Sunday, April 17, 2011

Lace study

With the class coming up at the Kentucky Sheep and Fiber Fesitval, I've been trying to push my limits in spinning lace.  Let's be honest.  My default yarn tends to be on the fine size.

But I wanted to work some samples with different types of fibers and different direction plies and see what I could come up with for projects for the Spinning for Lace class.

First of all, I put together this group of samples.  One of these is a commercial merino lace yarn.  The others are all handspun.

(Okay, there are 2 commercially spun yarns.  The one on the left is a strand of worsted weight yarn as a example.)

I also wanted to spin enough of one sample to knit something that will show the progress so here is the merino lace.  I spun something like 275 yards from 3/4 oz of merino fiber.  I can't believe how springy and fun to knit this is.
I spun this on my Kromski Symphony (which is my new favorite wheel for lace weight) at 16:1 ratio.  I spun the singles z and plied s.  I washed it in really hot water which activated some of the original merino crimp and gave this wonderful bouncy light lace weight yarn. The pattern is feather and fan (with an extra garter ridge running through one of them - I didn't find it until I was way past).  I've had to rip out several times and, because I've got plenty of twist in the yarn, it's hasn't been harmed by the ripping and reknitting (and ripping and reknitting - several times).  This was less than an ounce and I've got about 10 ounces left so I'm going to be able to do plenty with.  And isn't it a pretty color?  So springtime!

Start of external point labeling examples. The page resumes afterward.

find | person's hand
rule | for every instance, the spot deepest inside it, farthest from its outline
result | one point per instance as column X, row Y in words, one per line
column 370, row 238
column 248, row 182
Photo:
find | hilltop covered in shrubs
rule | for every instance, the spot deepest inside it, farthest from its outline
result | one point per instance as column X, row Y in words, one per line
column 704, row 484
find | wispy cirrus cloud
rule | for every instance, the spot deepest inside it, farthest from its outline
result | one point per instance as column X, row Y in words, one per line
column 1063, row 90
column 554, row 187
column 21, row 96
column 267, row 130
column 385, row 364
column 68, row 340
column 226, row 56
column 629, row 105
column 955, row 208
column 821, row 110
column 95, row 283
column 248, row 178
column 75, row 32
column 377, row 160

One more sample I'm going to knit up.  This is bfl which puffs up a lot once it's washed so it's never as fine as it seems when you're spinning:

One more and then I promise I'll stop.  This is rambouillet from the fleece which I washed lock by lock and spun straight from the lock:

(This is the worsted, handspun bfl and handspun rambouillet fleece.)

P.S.  Did you pick the commercially spun yarn?  It's the white strand on the left.